A key tenet of socially responsible investing is the voting of proxies. Proxy voting gives shareholders a say in the workings of corporations, allowing those who own the company to decide on matters of corporate governance. Since most stockholders are unable to attend a company’s Annual General Meeting, they are able to vote on these matters by proxy instead. Board diversity, environmental and lobbying disclosure, and human rights policies are just some of the issues investors can support with their proxies. Reviewing both company and shareholder sponsored resolutions is critical in supporting good governance and effective socially responsible practices. Indeed, proxy voting is a unique opportunity for investors to both influence corporate behavior and align their values with their investments.

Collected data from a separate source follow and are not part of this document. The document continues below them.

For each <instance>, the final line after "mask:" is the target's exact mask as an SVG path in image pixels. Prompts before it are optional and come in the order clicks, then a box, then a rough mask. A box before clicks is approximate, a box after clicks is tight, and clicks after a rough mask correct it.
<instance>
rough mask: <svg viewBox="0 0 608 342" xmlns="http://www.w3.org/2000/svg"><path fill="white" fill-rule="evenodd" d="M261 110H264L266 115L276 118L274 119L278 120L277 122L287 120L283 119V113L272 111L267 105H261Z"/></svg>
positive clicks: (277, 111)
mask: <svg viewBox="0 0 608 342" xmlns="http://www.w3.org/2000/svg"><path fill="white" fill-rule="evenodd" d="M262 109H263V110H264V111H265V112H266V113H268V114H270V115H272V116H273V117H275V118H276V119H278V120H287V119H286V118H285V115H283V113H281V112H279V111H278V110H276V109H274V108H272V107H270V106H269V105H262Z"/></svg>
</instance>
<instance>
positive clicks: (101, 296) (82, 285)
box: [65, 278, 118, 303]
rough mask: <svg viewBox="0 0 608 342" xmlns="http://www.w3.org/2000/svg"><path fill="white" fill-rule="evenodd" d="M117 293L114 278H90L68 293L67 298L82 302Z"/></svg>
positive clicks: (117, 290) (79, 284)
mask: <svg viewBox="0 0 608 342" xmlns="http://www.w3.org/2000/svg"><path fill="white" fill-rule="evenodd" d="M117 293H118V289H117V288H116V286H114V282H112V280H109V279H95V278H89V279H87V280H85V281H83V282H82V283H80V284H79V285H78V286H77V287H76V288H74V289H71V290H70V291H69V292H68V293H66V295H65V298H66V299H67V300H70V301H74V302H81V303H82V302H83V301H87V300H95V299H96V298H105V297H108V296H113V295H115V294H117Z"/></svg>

Proxy voting influences corporate social responsibility by sending a message to corporate leadership that an issue is of shareholder concern. Strong votes on shareholder resolutions not only allow those resolutions to continue to be filed, but also affect corporate decision making by creating media and reputational risks. Perhaps more importantly, strong proxy votes on shareholder resolutions can be translated into leverage in corporate dialogues. All of this ultimately translates into increased disclosure, policies aligned with values, and strengthened environmental and human rights practices.
For resources on proxy voting guidelines, as well as 2016’s social and environmental resolutions, click HERE.
Tri-State CRI offers a service to coalition members as well as other individuals and institutional investors to vote their proxies in a just manner. Contact us by email HERE to learn more about this service.
Public Policy Advocacy
Although Tri-State CRI focuses on direct engagement with corporations and investors, we also engage in limited public policy advocacy to help develop a policy environment that will help advance the substantive issues we address. Many of the issues that Tri-State CRI focuses on, such as climate change and human trafficking, are systemic in nature, and cannot be adequately addressed without changes to public policy. Tri-State CRI also believes it is important for lawmakers to hear from the faith based and socially responsible investment community to underline the fact that there are business and financial stakeholders that support social justice and environmental sustainability.
Tri-State CRI’s public policy advocacy currently focuses on climate change, human trafficking, and the shareholder proposal rule. Working with other investors, Tri-State CRI regularly offers comments and advocates for robust regulation to mitigate the impacts of climate change, such as related to GHG emissions from the automotive sector. Such support has taken the form of investor statements, public comments on proposed regulation, and direct engagement with regulators and effected companies. Tri-State CRI has also engaged in dialogue with legislators in the Tri-State area to discuss proposed climate and energy legislation and other alternatives such as carbon pricing.
In the realm of human trafficking, Tri-State CRI has in the past done public policy advocacy to support the Business Supply Chain Transparency on Trafficking and Slavery Act of 2015. This legislation would have established robust disclosure requirements for corporations of a certain size related to their efforts to combat human trafficking and slavery within their supply chains. As investors, Tri-State CRI members are particularly well positioned to advocate in support of this legislation, as it would not only support efforts to eradicate the scourges of human trafficking and slavery but also help corporations manage the risks posed by these issues. Tri-State CRI has signed ICCR’s investor statement in support of this legislation, sent dozens of letters to legislators, and met with certain lawmakers to promote the bill and seek co-sponsors.